Immunohistochemical analysis of tissue microarrays

Paraffin-embedded CRC blocks were obtained from St Vincent's Hospital, Sydney. Haematoxylin and eosin stained slides from all cases were reviewed and the tumour tissue was selected and marked. Tissue micro arrays (TMAs) containing two 1-mm-diameter cores from each tumour were constructed using a manual arrayer (Beecher Instruments, Silver Spring, MD, USA). From each of the resulting 12 arrays, 4 μm sections were immunostained with an MMP-1 monoclonal antibody (Calbiochem, Darmstadt, Germany, clone 41–1E5) at a 1 : 600 dilution for 30 min on a Bond X™ automated immunostainer (Vision BioSystems, Melbourne, Australia) using a Polymer Defined Detection System, Vision Biosystems, Melbourne, Australia. Sections were counterstained with haematoxylin and a staining index developed to report the intensity of MMP-1 positivity within the epithelial component of the TMA, with 3+ equivalent to high, 2+ indicating medium, 1+ corresponding to low, and 0 indicating absence of MMP-1 staining.
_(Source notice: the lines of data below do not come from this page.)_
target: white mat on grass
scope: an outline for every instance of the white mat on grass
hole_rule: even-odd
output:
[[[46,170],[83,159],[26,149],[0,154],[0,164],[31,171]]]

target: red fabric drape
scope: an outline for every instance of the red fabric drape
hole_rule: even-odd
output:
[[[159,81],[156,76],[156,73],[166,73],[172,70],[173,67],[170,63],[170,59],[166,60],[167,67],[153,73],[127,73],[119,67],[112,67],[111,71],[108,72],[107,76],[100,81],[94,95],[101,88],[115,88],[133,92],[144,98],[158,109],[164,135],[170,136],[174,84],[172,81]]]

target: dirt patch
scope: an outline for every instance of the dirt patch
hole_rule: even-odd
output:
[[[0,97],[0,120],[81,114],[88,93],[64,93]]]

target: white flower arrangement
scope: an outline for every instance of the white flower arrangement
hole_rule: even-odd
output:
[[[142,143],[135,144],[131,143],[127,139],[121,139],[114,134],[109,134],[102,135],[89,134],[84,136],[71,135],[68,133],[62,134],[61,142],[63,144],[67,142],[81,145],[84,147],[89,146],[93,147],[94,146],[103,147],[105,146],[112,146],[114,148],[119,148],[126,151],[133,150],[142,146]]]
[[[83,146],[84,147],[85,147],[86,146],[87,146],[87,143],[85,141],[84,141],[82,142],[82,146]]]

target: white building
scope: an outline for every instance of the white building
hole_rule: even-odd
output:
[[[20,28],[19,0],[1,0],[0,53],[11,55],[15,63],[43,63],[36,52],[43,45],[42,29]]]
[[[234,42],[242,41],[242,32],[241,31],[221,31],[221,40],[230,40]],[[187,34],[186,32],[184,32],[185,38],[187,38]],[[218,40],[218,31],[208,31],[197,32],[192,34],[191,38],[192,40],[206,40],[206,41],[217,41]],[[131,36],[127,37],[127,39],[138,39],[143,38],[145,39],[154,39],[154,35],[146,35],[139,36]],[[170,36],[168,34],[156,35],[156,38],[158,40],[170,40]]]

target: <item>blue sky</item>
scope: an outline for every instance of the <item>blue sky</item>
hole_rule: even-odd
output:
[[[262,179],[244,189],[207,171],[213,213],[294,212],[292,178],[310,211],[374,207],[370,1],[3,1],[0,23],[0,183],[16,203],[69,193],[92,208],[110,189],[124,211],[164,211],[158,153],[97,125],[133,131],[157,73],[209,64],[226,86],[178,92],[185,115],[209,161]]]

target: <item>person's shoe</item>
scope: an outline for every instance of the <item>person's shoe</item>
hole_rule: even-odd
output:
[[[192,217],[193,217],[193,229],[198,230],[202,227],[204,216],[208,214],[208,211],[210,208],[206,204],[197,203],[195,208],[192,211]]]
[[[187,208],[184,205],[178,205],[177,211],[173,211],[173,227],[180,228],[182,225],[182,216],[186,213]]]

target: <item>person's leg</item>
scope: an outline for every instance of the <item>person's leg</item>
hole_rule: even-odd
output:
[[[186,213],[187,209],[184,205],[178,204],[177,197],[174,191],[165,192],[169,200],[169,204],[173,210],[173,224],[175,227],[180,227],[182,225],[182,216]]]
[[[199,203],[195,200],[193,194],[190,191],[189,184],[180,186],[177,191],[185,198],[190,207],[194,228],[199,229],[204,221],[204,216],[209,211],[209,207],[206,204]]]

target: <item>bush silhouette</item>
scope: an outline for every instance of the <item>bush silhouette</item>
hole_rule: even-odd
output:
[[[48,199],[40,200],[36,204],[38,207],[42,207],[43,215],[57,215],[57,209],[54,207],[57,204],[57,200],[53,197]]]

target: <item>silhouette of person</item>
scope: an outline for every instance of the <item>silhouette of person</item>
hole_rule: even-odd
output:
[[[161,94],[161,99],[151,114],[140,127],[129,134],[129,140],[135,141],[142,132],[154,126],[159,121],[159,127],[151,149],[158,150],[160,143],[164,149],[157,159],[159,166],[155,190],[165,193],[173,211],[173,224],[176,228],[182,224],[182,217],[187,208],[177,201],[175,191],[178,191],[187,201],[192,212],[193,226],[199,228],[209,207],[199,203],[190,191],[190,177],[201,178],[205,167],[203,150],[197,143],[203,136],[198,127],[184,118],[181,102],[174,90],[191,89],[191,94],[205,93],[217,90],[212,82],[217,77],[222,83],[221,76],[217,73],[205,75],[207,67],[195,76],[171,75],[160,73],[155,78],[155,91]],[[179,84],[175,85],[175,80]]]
Interestingly, MMP-1 staining was either present or absent within the stromal component of diseased tissue and was scored appropriately. The immunostained TMAs were reviewed by three independent observers who were masked to the MMP-1 genotype of each patient. Discordant observations were resolved by attaining consensus, and when this could not be achieved, the core was omitted from the analysis (n=11, ∼3%). Negative controls include sections incubated without a primary antibody or in the presence of an isotype-matched control antibody for which no reactivity was observed.

Statistical analyses

Statistical analyses were performed using SPSS 13.0. software package for Windows (SPSS Inc., Chicago, IL, USA). The χ2 test was used to compare differences in categorical variables between the CRC patients and the control group, as well as within the CRC patient group for each of the MMP SNP sites. Cox regression analysis was used to calculate the odds ratio (OR) and 95% confidence interval (CI) to test the association between MMP promoter genotype and the risk of CRC. Survival times were measured from the date of resection to the date of death, and cases were censored at the completion of 5 years of follow-up, or at the last clinical visit before 30 June 2005. Non-cancer-related deaths were censored at the date of death. The log rank test was used to test the statistical difference between Kaplan–Meier survival curves (Kaplan and Meier, 1958). The threshold for significance was P<0.05.

Results

Patient demographics and MMP allelotype distribution

The study population (Table 1) consisted of 503 patients with CRC (265 (52.4%) males and 238 (47.3%) females) with an age range of 28.6–99 years, as well as 471 control subjects with an age range of 17.6–78.6 (281 (59.7%) males and 190 (40.3%) females). Patients and control subjects were derived from the same geographic location and are representative of an Australian population. The gender distribution between patients and control subjects was not statistically significant (P=0.13). The genotype distribution for MMP-1 (1G and 2G) did not deviate significantly (P=0.78) between patients with CRC (51.0 and 49.0%, respectively) and controls (50.4 and 49.6%, respectively). In addition, there was no significant difference recorded between patients and controls for the MMP-2 (P=0.61) or the MMP-3 (P=0.21) allelotype frequencies (data not shown).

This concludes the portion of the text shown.